Tang Chaosheng, Wei Mingyang, Sun Junding, Wang Shuihua, Zhang Yudong
School of Computer Science and Technology, Henan Polytechnic University, Jiaozuo, Henan 454000, PR China.
School of Computing and Mathematical Sciences, University of Leicester, Leicester LE1 7RH, UK.
J King Saud Univ Comput Inf Sci. 2023 Jul;35(7):101618. doi: 10.1016/j.jksuci.2023.101618. Epub 2023 Jun 24.
Alzheimer's disease (AD) is a terrible and degenerative disease commonly occurring in the elderly. Early detection can prevent patients from further damage, which is crucial in treating AD. Over the past few decades, it has been demonstrated that neuroimaging can be a critical diagnostic tool for AD, and the feature fusion of different neuroimaging modalities can enhance diagnostic performance. Most previous studies in multimodal feature fusion have only concatenated the high-level features extracted by neural networks from various neuroimaging images simply. However, a major problem of these studies is over-looking the low-level feature interactions between modalities in the feature extraction stage, resulting in suboptimal performance in AD diagnosis. In this paper, we develop a dual-branch vision transformer with cross-attention and graph pooling, namely CsAGP, which enables multi-level feature interactions between the inputs to learn a shared feature representation. Specifically, we first construct a brand-new cross-attention fusion module (CAFM), which processes MRI and PET images by two independent branches of differing computational complexity. These features are fused merely by the cross-attention mechanism to enhance each other. After that, a concise graph pooling algorithm-based Reshape-Pooling-Reshape (RPR) framework is developed for token selection to reduce token redundancy in the proposed model. Extensive experiments on the Alzheimer's Disease Neuroimaging Initiative (ADNI) database demonstrated that the suggested method obtains 99.04%, 97.43%, 98.57%, and 98.72% accuracy for the classification of AD vs. CN, AD vs. MCI, CN vs. MCI, and AD vs. CN vs. MCI, respectively.

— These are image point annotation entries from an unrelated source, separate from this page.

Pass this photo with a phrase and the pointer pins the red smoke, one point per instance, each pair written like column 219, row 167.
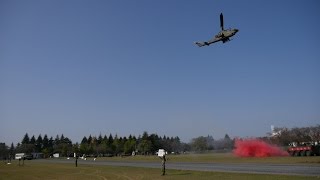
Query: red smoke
column 256, row 148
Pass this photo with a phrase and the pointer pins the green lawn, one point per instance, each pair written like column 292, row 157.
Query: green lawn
column 37, row 170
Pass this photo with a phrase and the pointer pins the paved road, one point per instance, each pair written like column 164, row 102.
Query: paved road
column 289, row 169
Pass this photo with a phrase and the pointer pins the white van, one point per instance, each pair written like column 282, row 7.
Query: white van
column 19, row 155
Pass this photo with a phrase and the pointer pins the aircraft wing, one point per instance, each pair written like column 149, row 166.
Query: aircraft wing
column 207, row 43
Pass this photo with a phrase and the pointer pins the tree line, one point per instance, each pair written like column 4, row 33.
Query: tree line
column 96, row 146
column 113, row 145
column 147, row 144
column 284, row 136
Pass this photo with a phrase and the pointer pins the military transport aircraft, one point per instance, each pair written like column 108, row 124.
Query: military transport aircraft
column 223, row 35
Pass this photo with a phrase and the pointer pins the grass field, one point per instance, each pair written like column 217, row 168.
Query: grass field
column 39, row 170
column 36, row 170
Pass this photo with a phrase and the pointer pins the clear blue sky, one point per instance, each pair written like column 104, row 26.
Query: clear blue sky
column 91, row 67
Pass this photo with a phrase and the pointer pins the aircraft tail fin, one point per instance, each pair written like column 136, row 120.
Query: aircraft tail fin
column 200, row 44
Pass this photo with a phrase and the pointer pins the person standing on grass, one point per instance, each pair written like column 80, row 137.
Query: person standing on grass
column 164, row 165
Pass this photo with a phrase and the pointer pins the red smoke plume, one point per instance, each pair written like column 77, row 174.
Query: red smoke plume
column 256, row 148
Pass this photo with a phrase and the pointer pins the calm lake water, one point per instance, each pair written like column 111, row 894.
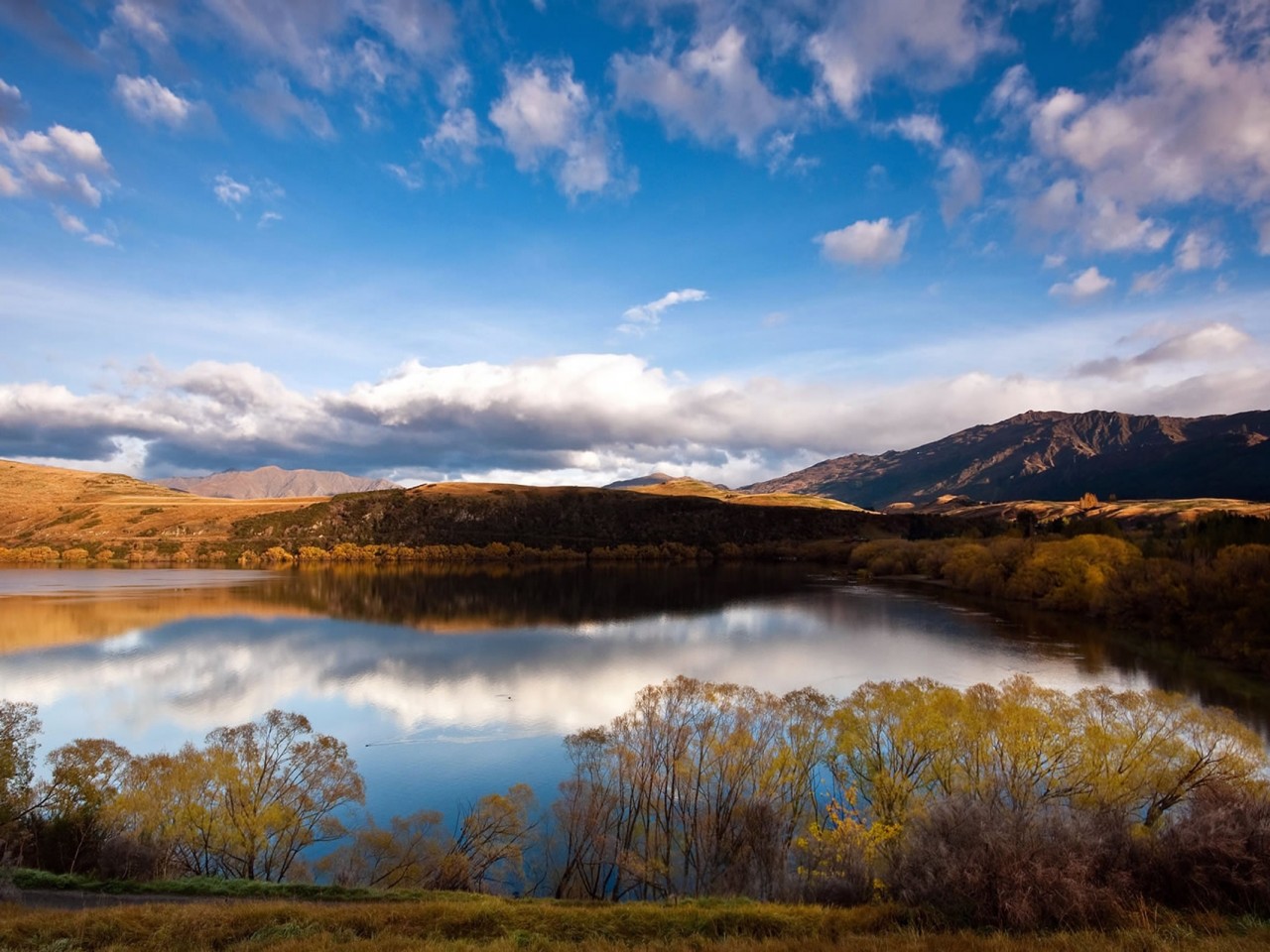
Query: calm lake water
column 451, row 684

阿尔茨海默病(AD)是一种常见于老年人的严重退行性疾病。早期检测可防止患者受到进一步损害,这对AD的治疗至关重要。在过去几十年中,已证明神经影像学可成为AD的关键诊断工具,并且不同神经影像学模态的特征融合可提高诊断性能。以前大多数多模态特征融合研究只是简单地将神经网络从各种神经影像学图像中提取的高级特征连接起来。然而,这些研究的一个主要问题是在特征提取阶段忽略了模态之间的低级特征交互,导致AD诊断性能次优。在本文中,我们开发了一种具有交叉注意力和图池化的双分支视觉Transformer,即CsAGP,它能够在输入之间进行多级特征交互以学习共享特征表示。具体而言,我们首先构建一个全新的交叉注意力融合模块(CAFM),它通过两个计算复杂度不同的独立分支来处理MRI和PET图像。这些特征仅通过交叉注意力机制进行融合以相互增强。之后,开发了一种基于简洁图池化算法的重塑-池化-重塑(RPR)框架用于令牌选择,以减少所提出模型中的令牌冗余。在阿尔茨海默病神经影像学倡议(ADNI)数据库上进行的大量实验表明,所提出的方法在AD与CN、AD与MCI、CN与MCI以及AD与CN与MCI分类中的准确率分别为99.04%、97.43%、98.57%和98.72%。